Maurice Tillieux (7 August 1921 – 2 February 1978) was a Belgian writer and comic artist. He is regarded by many as a major figure of post-war Belgian comics.

Maurice Tillieux was born in Huy in 1921. At first he studied for the merchant navy, but his career prospects were sunk following the German invasion of Belgium in 1940. He claims that while waiting at Bordeaux for a ship that was to take him and his fellow students to South America, a Stuka dive-bomber attacked another ship, forcing Tillieux's to turn round and Tillieux to go home.

He turned to writing and his first novel Le navire qui tue ses capitaines (The Ship that Kills its Captains) was published in 1943. Many of his stories would be set at sea or in the docks where his early ambitions may have developed. Two other novels are supposed to have been written at this time, but there seems to be some confusion as to whether or not they were actually published.

Tillieux had already done some work as an artist. He contributed to various weekly and monthly comics as artist and writer, often signing his work with a variety of English pseudonyms.
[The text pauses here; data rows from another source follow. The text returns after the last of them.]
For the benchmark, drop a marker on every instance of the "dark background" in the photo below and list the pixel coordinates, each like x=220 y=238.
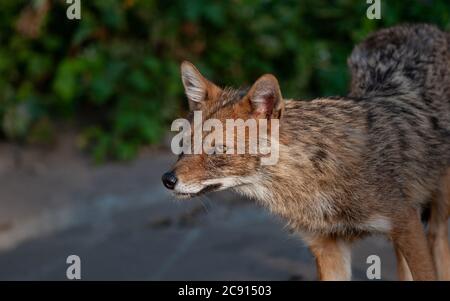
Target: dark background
x=85 y=108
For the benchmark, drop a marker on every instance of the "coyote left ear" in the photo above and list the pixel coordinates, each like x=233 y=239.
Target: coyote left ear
x=265 y=97
x=198 y=89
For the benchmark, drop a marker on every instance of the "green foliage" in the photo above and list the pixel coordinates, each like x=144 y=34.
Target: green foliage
x=114 y=73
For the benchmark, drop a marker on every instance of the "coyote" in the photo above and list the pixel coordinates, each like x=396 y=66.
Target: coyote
x=349 y=166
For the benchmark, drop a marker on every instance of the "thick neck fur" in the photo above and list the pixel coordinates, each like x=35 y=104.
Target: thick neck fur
x=319 y=166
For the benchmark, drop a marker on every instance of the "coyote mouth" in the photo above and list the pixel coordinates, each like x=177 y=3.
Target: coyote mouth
x=206 y=189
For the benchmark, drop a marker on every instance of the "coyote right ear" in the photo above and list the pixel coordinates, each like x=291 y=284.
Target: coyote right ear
x=197 y=88
x=265 y=97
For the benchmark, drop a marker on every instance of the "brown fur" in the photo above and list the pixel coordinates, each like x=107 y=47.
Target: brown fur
x=348 y=167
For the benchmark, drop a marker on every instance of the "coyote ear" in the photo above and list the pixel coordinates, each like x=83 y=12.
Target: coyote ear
x=265 y=97
x=197 y=88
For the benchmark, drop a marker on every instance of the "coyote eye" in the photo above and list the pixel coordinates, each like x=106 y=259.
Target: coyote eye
x=220 y=149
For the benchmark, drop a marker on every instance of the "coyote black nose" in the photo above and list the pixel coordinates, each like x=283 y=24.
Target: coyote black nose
x=169 y=179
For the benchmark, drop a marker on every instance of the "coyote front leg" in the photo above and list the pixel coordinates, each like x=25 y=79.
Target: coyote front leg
x=409 y=239
x=333 y=258
x=438 y=229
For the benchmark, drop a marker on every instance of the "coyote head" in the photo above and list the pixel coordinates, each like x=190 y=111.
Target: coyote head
x=225 y=123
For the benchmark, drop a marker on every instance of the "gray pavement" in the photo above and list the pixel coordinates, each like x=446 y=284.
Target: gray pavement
x=124 y=226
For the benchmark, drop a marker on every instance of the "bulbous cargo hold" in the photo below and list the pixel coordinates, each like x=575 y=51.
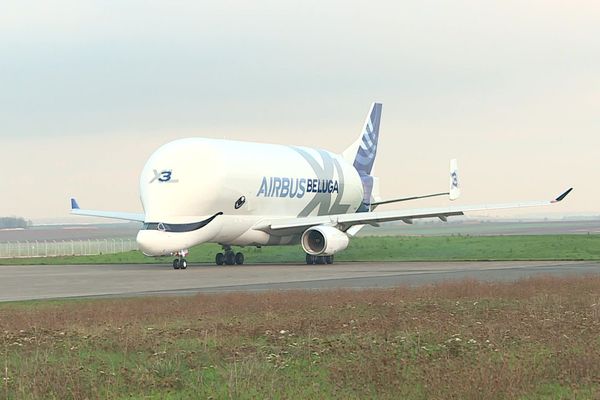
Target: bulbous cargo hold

It was in the weekly comic Heroïc-Albums, which started in 1947, that he developed his style and proved himself a master of detective stories loaded with humour and atmosphere. Heroïc-Albums's main appeal was that each issue contained complete stories rather than a number of episodes spread over weekly or monthly instalments.
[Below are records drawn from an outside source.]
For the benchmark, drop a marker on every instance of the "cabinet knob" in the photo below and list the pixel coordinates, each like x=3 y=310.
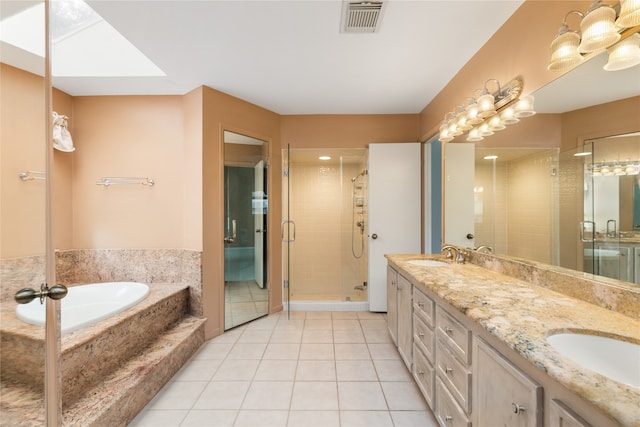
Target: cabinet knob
x=517 y=409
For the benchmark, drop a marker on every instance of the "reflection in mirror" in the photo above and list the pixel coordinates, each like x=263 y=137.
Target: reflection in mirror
x=23 y=113
x=541 y=215
x=609 y=233
x=245 y=227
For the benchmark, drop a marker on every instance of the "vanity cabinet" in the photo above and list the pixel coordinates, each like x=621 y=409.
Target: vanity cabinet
x=392 y=304
x=405 y=324
x=503 y=394
x=469 y=377
x=424 y=345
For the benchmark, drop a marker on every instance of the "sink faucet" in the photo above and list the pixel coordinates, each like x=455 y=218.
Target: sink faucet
x=484 y=248
x=611 y=233
x=454 y=253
Tillieux's most notable contribution was Félix, the adventures of a glasses-wearing reporter who travelled the world accompanied by two sidekicks called Allume-Gaz (French for gas lighter) and Inspector Cabarez of the Chilean police. Like most comic strip reporters, Félix spent most of his time fighting crooks and spies rather than simply reporting about them.
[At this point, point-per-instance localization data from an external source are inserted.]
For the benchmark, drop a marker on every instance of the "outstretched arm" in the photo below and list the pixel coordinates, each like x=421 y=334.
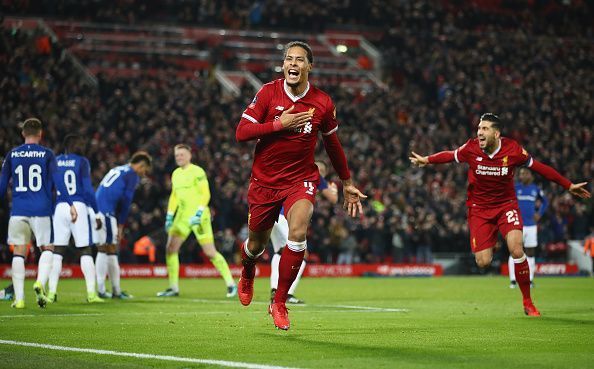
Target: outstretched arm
x=438 y=158
x=576 y=189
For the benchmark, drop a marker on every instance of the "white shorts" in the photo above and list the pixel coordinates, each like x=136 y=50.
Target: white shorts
x=21 y=227
x=63 y=226
x=280 y=233
x=108 y=233
x=530 y=236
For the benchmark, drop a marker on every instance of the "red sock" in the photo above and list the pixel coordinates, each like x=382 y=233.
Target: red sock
x=288 y=269
x=523 y=278
x=249 y=264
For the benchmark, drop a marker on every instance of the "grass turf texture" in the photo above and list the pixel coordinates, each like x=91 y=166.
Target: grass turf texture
x=451 y=322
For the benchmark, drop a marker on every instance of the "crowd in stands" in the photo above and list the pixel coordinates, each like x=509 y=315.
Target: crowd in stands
x=533 y=17
x=440 y=83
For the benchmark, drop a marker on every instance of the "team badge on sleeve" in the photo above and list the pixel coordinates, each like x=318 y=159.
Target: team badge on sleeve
x=253 y=103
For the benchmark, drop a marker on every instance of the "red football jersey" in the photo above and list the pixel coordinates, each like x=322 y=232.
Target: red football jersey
x=286 y=157
x=491 y=177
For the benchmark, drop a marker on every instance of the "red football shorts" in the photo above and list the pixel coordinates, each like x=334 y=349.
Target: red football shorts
x=484 y=223
x=265 y=203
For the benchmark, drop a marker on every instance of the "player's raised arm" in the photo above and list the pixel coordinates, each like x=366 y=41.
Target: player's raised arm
x=437 y=158
x=576 y=189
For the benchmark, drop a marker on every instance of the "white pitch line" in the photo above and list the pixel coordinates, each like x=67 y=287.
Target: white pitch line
x=48 y=315
x=224 y=363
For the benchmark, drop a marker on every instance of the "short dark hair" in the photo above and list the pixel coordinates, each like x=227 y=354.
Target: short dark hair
x=70 y=142
x=31 y=127
x=494 y=119
x=183 y=146
x=142 y=156
x=302 y=44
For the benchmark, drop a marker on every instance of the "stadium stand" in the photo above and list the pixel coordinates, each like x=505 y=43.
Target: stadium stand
x=443 y=63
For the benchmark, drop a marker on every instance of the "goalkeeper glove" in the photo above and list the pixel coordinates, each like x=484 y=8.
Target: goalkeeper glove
x=197 y=218
x=168 y=221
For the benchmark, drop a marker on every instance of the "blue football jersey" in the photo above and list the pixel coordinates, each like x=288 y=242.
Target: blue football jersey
x=74 y=174
x=116 y=191
x=527 y=196
x=31 y=167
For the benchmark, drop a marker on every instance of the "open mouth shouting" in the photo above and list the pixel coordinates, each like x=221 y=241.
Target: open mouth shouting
x=293 y=75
Heroïc-Albums ceased publication in 1956, and Tillieux introduced his most famous character, Gil Jourdan, in Spirou magazine, where he had already worked as an illustrator since 1940. Jourdan was very similar to Félix, though he had clear vision and was an actual PI. Like Félix, he was also flanked by two sidekicks, including a police contact, both of whom provided most of the comic relief which contrasted to the earnest nature of the title character. Some of Félix's stories were the basis for some of Jourdan's own adventures.